For that reason, we negotiated a compromise, which drops the bridge rebuilds, modifies the alignment so that it a 220th Street Station would be possible, and builds out the infrastructure so that the two stations can be added at a later date – just barely staying within the budget at $1.321 billion. It’s a good compromise.
If the Board adopts this as the final Lynnwood Link design after completing the EIS process, it will position Sound Transit to add the two stations at one of three points down the line:
- If the engineering undertaken during the EIS project indicates that the project will come in significantly below budget or if revenues significantly exceed projections by the decision point, the Board could decide to add them during construction.
- The Board could include them in the ST3 ballot measure.
- They could be funded at a future date as the system continues to unfold.
It’s exciting to see light rail continuing to grow, and to see the convergence of thinking around transit and housing as decision makers realize how interconnected these are. The decision to include these two provisional stations in the Preferred Alternative is a major step forward.
This is the kind of longsighted, smart planning that Sound Transit should strive for in all of its work. The Board will vote to approve this motion today which you can watch live here (1:30-4pm).

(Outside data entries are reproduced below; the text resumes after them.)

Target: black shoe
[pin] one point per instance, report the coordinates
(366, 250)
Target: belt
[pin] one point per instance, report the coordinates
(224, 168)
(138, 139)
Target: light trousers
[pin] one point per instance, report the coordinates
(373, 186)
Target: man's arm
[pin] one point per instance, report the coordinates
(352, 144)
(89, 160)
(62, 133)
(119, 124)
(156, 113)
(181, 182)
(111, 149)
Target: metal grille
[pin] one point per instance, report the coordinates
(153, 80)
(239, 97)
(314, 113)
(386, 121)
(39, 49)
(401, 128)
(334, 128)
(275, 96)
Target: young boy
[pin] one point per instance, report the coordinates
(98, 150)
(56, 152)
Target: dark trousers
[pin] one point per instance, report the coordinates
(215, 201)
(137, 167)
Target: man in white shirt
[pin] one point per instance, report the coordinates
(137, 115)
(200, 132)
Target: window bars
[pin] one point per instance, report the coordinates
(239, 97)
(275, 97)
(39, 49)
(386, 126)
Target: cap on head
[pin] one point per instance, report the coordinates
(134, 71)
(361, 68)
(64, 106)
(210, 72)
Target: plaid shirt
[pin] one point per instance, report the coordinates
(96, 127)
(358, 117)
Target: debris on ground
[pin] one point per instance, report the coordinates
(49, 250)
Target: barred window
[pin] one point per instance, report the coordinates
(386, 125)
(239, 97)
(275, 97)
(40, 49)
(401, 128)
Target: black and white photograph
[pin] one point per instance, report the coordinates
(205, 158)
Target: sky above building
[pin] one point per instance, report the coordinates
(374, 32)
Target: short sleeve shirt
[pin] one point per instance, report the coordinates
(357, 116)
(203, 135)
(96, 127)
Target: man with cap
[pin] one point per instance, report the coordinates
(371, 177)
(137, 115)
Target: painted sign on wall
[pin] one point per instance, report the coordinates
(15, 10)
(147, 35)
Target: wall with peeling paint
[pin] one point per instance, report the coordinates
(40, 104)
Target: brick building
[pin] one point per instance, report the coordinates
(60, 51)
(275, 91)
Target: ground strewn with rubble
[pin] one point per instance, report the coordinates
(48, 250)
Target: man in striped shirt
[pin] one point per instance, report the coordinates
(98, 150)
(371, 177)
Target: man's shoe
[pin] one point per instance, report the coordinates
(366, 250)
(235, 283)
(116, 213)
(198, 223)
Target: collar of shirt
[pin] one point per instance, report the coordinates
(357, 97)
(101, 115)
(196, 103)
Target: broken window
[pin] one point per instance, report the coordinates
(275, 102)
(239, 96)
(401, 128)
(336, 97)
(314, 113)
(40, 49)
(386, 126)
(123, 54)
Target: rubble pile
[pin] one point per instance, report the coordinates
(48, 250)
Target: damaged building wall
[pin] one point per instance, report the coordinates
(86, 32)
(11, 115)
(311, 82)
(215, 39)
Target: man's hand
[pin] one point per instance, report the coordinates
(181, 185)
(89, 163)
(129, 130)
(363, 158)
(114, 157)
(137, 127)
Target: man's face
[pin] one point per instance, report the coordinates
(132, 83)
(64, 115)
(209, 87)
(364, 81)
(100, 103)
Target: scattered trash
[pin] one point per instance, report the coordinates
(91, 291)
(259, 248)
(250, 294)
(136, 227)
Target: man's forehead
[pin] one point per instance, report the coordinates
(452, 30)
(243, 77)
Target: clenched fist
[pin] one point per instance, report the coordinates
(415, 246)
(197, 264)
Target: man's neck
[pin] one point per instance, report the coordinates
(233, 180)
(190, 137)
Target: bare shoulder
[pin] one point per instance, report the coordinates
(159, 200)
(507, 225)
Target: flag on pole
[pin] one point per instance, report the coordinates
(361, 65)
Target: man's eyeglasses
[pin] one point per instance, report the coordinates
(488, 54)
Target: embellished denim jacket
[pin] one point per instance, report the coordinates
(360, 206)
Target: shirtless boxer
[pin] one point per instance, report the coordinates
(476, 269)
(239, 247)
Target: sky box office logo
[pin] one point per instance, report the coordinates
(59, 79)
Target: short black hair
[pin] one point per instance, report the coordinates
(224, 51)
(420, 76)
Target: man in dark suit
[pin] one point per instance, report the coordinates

It is disappointing that the NE 130th Street station is provisional in the motion; it would be worthwhile, as would provide for better transit access for the Bitterlake and Lake City urban villages; the cost of a surface station might be about the same as a 500-stall garage at NE 145th Street; zero out the garage and add the station and there would be a net improvement in access.
I don’t know if this could happen or not but maybe cost savings from U-Link could be transferred to pay for the NE 130th St station?
Adam: I’ve been told that money has already unofficially banked for North Link. Maybe it would be possible to use savings from North Link to boost Lynnwood Link, but we won’t be able to count those chickens for years.
It’s unfortunate that nobody thought about the potential for 130th station to facilitate crosstown transit when ST2 was being written. That’s not only ST’s fault but also transit activists’ fault for overlooking it. It only emerged after ST proposed an extra 130th station on the Aurora alternative (after ST2), and then when the Aurora alternative got canned people started saying “Why not put the station on the I-5 alternative? If it works in one alternative it should work in the other.”
It really does seem like transit activists around here only really started thinking about the best way to arrange transit around the region after STB got started, maybe even after STB writers started reading Human Transit regularly.
To me the reason ideas like this are late to the table are because Sound Transit is focused on building rail and Metro is busy operating rail. They both have their own objectives and unfortunately long-term planning around bus-rail integration isn’t a goal of theirs.
Next year Metro will be working on a long-range plan which I hope will help provide the type of long-term vision necessary for this type of integrated planning to occur.
For me at least, I knew that all the alternatives would leave Lake City out, but I thought there was nothing we could do about that. It was only when I saw the 130th station and compared it to my own experience on the 75 that I realized the station could make a significant difference even if it wasn’t actually in Lake City.
Damn! The engineers are going to make people transferring to or from eastbound buses walk across 130th Why can’t they make the platform long enough to extend under the new bridge and give people a grade-separated access in both directions???? So it costs another half million to gouge out a little more dirt on the south side of 130th, keeping the tracks apart, and maybe another half million after than for another set of stairs. It improves the connection tremendously, both from a safety and timeliness perspective.
Actually, I don’t think they would even need to scrape out more dirt — just move the entire station over so it’s centered on 130th. Then both sides would have a stair and elevator. Really the only reason to have it there would be if your certain that the vast majority of people would approach the station from the north. Since that’s not true, center the station!
Stephen,
It’s actually “if you’re certain that the vast majority of people will approach the station from the northeast and depart from it to the northwest”. Which REALLY makes it foolish!
I’m glad I’m not the only one that has noticed this. I’ve brought it up before but not to the level of decision makers that can actually make a difference.
I noticed the same thing–there should be no reason whatsoever to have to cross the street to access the station platform. Get off the bus, go down the stairs, no matter what side you deboard at.
Sometimes it seems as if there is some evil plot to design some of these stations in a non-intuitive manner….
Sometimes it seems as if there is some evil plot to design some of these stations in a non-intuitive manner.
Sometimes I wonder if there’s some evil plot to design every one of these stations in a non-intuitive manner. Yes, d.p., I sometimes understand what you’re feeling.
I think that 130th was the superior choice as the first station after Northgate. But, the Shoreline politicians did a great job of keeping the conversation away from the considerable traffic on 145th (and substantial, beyond the likelihood of funding to fix it) while convincing the decision-makers that folks would forgo their ST express 522 bus as well as an all-freeway 10 mile drive to start of the line Lynnwood where at least triple the parking spaces will become to drive 20 traffic light-ridden miles – and probably at least an hour during rush hour – from Woodinville for a chance at one of 500 parking spaces at the shiny new light rail station there. In addition, the got folks believing that nobody from north of 145th on SR 522 ever desired to go to Lake City or even south of there (said so in public meeting). And, the Seattle politicians caved to their pressure, despite having the superior cross-town profile. The challenge now is to speak out/up often to the Seattle and Sound Transit politicians about the merits of the Lake City to Bitter Lake corridor. Hopefully, a 130th station will make it in this expansion; it shouldn’t have to wait.